A golf club is manufactured by use of the iron golf club head, and the feeling of hitting is evaluated by means of actual hitting of a ball by a golfer. For the purpose of comparison, similar evaluation is also performed by use of a solid iron golf club head (a five iron, Comparative Example 1) formed solely from carbon steel by means of forging and a hollow iron golf club head (a five iron, Comparative Example 2) having a viscoelastic element provided in a hollow section. Evaluation by the golfer is as follows.

Iron Golf Club Head of the Embodiment

• • Soft feeling of hitting equal to feeling of hitting achieved by an iron golf club head formed from soft iron by means of forging
  • Secure feeling of hitting, and the feeling of hitting differing from light feeling of hitting such as that generated by a hollow iron golf club head
  • Even when a ball is hit without the meet of the club head, vibration does not shake hands, and comfortable, soft feeling is gained.
  • Some golfers may evaluate the feeling of hitting as being unclear.
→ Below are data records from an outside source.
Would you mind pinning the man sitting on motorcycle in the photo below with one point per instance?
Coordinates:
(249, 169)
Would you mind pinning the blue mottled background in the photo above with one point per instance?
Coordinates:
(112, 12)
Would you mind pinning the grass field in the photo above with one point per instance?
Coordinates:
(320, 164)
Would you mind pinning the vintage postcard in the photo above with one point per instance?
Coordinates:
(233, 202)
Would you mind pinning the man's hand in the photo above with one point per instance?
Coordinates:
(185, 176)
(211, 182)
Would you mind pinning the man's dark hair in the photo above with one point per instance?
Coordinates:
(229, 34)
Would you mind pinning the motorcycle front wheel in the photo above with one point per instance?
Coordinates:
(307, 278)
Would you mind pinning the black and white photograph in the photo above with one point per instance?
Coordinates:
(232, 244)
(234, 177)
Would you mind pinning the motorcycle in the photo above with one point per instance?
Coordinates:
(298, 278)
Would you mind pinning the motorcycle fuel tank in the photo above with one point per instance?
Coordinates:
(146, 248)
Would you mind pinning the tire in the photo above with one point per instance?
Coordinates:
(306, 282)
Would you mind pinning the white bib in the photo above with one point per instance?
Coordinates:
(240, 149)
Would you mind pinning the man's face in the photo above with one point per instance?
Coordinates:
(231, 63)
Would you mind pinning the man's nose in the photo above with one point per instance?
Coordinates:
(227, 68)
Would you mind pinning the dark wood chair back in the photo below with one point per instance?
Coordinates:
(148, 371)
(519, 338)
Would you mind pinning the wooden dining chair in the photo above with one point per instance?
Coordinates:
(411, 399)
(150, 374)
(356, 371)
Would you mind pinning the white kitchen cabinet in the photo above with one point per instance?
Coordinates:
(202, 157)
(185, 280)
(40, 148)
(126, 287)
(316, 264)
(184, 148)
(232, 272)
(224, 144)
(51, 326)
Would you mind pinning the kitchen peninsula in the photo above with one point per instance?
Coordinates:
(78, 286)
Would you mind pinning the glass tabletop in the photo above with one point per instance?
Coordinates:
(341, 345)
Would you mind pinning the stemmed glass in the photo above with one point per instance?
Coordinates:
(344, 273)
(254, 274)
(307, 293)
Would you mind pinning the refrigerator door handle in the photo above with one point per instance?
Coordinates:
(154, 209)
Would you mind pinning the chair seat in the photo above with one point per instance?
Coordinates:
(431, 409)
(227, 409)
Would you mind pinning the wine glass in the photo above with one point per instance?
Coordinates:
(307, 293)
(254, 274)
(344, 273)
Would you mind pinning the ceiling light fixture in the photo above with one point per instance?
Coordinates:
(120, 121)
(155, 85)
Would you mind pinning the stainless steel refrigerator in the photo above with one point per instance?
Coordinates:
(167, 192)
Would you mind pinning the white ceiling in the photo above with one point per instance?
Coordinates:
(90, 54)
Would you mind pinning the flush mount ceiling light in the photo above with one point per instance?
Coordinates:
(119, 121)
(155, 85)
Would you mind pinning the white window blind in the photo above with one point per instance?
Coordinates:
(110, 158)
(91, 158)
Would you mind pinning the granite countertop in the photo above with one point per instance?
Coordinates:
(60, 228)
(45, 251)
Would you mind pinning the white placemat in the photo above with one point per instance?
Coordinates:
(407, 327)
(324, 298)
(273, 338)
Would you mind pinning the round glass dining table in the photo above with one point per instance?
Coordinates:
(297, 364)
However, since comfortable, soft feeling is achieved, the feeling of hitting is preferable for ordinary golfers.

Iron Golf Club Head of Comparative Example 1

• • Feeling of hitting is soft.
  • Secure feeling of hitting
  • A hit point can be securely felt.
  • When a ball is hit without the meet of the club head, vibration shakes hands.

Iron Golf Club Head of Comparative Example 2

• • Dull feeling of hitting
  • Light hitting sound, and feeling of hitting is not gained.
  • Unsharp feeling of hitting
  • Vibration does not shake hands, and soft feeling of hitting is gained.

Claims

1. An iron golf club head comprising:

a block that is made by a magnesium alloy;

a metal head main body,

a recess that is formed in the metal head main body; and

a metal cover made by a tungsten alloy, wherein:

the block is embedded into the metal head main body;

the block is press-fitted into the recess; and

an opening of the recess is sealed with the metal cover to embed the block into the metal head main body;

wherein the metal head main body has a cavity disposed above the recess at an upper portion of a back of the metal head main body and has a bulge having an essentially semicircular cross-sectional profile disposed at a lower portion of the back of the metal head main body.

2. The iron golf club head according to claim 1, wherein

the metal head main body is made by a metal which is harder than a magnesium alloy and has a greater specific gravity than that of the magnesium alloy.

3. The iron golf club head according to claim 1, wherein the magnesium alloy comprises aluminum and zinc.

4. The iron golf club head according to claim 1, wherein the magnesium alloy is one of AZ31, AZ61 or AZ91.

5. The iron golf club head according to claim 1, wherein the magnesium alloy has a Young's modulus of 50 GPa or less, and a specific gravity in the range of 1.8 to 2.0.

6. The iron golf club head according to claim 1, wherein the recess has a depth in the range of 5 and 25 mm, an opening length in the range of 10 to 20 mm in a front-back direction of the club head and an opening length in the range of 20 to 40 mm in a heel toe direction of the club head.

7. The iron golf club head according to claim 1, where the opening of the recess is disposed at a sole of the club head, and a distance between the leading edge of the club head and the metal cover is in the range of 1.5 to 3.0 mm.

8. The iron golf club head according to claim 1, wherein a plurality of tungsten alloy blocks are embedded in a sole of the bulge at a toe side of the recess and at a heel side of the recess.